Ignoring much of his long, shitty filmography, most news sources are referring to Scott simply as 'the director of Top Gun,' a 1986 homoerotic naval aviation film starring Tom Cruise and some lesbian broad. (Yup, apparently, in a thirty-year directorial career that was as good as it got.)
In response to the news of Scott's death, director Ron Howard tweeted: 'No more Tony Scott movies. Tragic day.' (Howard's sense of tragedy is in desperate need of recalibration.) No word yet on what Denzel Washington will be doing for the remainder of his life now.

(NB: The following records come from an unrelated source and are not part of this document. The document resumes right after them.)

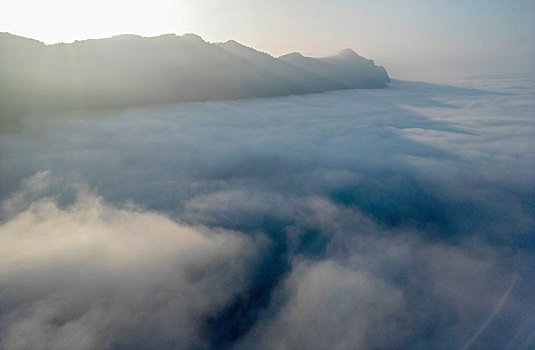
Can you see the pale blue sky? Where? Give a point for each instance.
(415, 39)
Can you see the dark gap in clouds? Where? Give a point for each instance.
(406, 213)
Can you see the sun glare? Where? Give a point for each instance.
(65, 21)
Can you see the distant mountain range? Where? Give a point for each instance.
(129, 70)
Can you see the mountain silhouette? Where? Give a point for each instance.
(129, 70)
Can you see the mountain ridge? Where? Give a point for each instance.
(130, 70)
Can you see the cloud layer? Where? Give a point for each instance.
(356, 219)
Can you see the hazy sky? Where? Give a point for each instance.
(414, 39)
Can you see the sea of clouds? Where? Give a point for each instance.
(360, 219)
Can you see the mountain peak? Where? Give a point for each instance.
(347, 52)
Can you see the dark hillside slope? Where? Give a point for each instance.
(129, 70)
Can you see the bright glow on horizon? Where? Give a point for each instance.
(421, 41)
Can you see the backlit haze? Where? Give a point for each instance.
(416, 40)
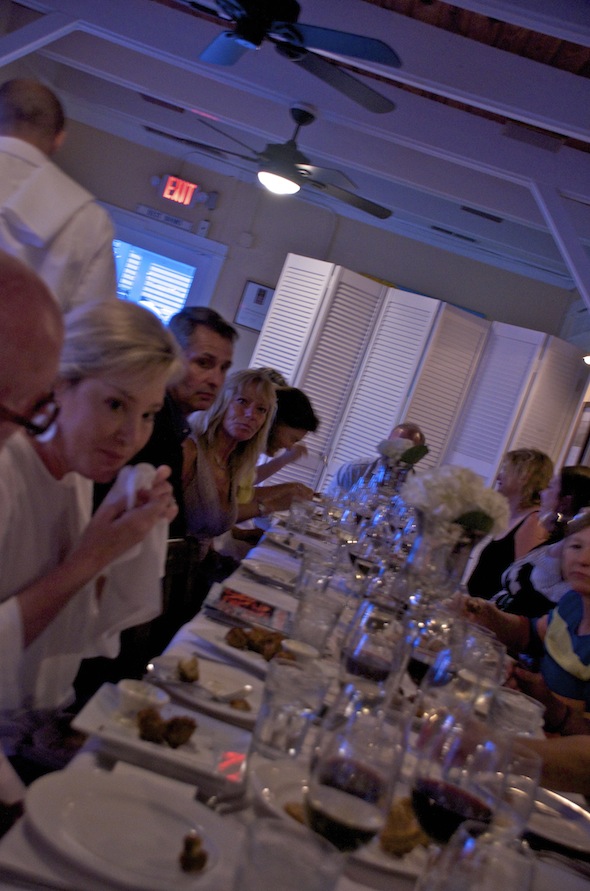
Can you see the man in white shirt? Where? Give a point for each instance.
(46, 219)
(348, 474)
(31, 334)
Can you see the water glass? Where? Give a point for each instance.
(374, 647)
(293, 696)
(319, 607)
(276, 855)
(475, 860)
(514, 712)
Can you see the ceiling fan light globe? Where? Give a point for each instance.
(279, 185)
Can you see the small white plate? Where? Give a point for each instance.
(213, 636)
(124, 829)
(286, 540)
(216, 678)
(214, 757)
(278, 782)
(268, 572)
(559, 820)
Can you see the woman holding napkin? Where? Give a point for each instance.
(71, 581)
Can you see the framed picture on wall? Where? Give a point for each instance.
(254, 305)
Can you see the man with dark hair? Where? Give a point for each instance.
(207, 342)
(47, 220)
(31, 335)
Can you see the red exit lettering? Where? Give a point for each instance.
(179, 190)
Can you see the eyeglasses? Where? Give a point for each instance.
(42, 417)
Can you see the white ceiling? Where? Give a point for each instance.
(426, 161)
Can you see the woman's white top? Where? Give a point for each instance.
(41, 519)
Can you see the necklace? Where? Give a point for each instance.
(223, 465)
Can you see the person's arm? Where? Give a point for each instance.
(566, 763)
(529, 536)
(268, 499)
(513, 631)
(263, 471)
(111, 532)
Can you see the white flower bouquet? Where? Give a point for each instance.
(456, 495)
(396, 451)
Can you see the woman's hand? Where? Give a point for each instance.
(279, 497)
(114, 528)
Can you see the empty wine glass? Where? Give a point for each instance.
(476, 860)
(374, 647)
(459, 763)
(353, 776)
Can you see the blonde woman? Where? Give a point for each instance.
(71, 581)
(222, 450)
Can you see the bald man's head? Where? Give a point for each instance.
(31, 336)
(32, 112)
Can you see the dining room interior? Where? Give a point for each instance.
(432, 264)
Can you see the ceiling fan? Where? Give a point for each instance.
(277, 21)
(284, 169)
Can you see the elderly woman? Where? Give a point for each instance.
(531, 586)
(523, 475)
(70, 582)
(223, 449)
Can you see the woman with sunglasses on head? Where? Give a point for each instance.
(70, 581)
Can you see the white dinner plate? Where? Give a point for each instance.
(268, 572)
(213, 636)
(278, 782)
(214, 758)
(286, 540)
(561, 821)
(124, 829)
(216, 678)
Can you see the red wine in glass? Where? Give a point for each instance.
(343, 804)
(441, 807)
(369, 666)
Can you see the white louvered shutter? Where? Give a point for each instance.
(292, 315)
(385, 376)
(496, 397)
(443, 380)
(555, 394)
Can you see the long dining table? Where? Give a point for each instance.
(225, 794)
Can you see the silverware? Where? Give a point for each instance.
(580, 867)
(239, 693)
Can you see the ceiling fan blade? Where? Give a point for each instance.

I was hoping for a 'Tony, how could you do this... to me?' tweet, but Denzel's probably already on the phone with Brett Ratner.
But I come here to bury Mr. Scott, not to roast him. He actually shat out a couple of great films in his time. (Okay, maybe not great—but the truth becomes a little malleable at times like these.) Remember True Romance starring Christian Slater and Patricia Arquette? Or, as you might know it better, the Tarantino film that Tarantino didn't direct? You could find worse ways to kill a few hours.
The career-justifying film of Scott's career (for me), however, was his directorial debut—the stylish, widely excoriated modern-day vampire film The Hunger, starring David Bowie, Catherine Deneuve, Susan Sarandon, and Dan Hedaya (Nick Tortelli from Cheers). Where else could you turn for a lesbian sex scene occasioned by a stubborn sherry stain? There are also notable cameo appearances by Bauhaus, a topless Ann Magnuson, and Willem Dafoe (as a street tough, who delivers the line 'How 'bout it, lady?' with gusto). And let's not forget—no matter how hard we try—the rapidly-aging David Bowie, who goes from goth clubs to the geriatric ward in twenty minutes flat.
I've seen The Hunger more times than I care to admit. I think it might be one of the chilliest, most stylistically overdetermined films in cinematic history—and that's part of what's so great about it. You can't sit through the whole thing from start to finish without feeling like you're in some profound drug haze.
So if you, like Ron Howard, are trying to come to terms with tragedy today, I'd recommend you skip right over the distinctly less gothic Days of Thunder and park your grieving keister in front of The Hunger. It's a movie that will almost make you forget why you should jump off a bridge.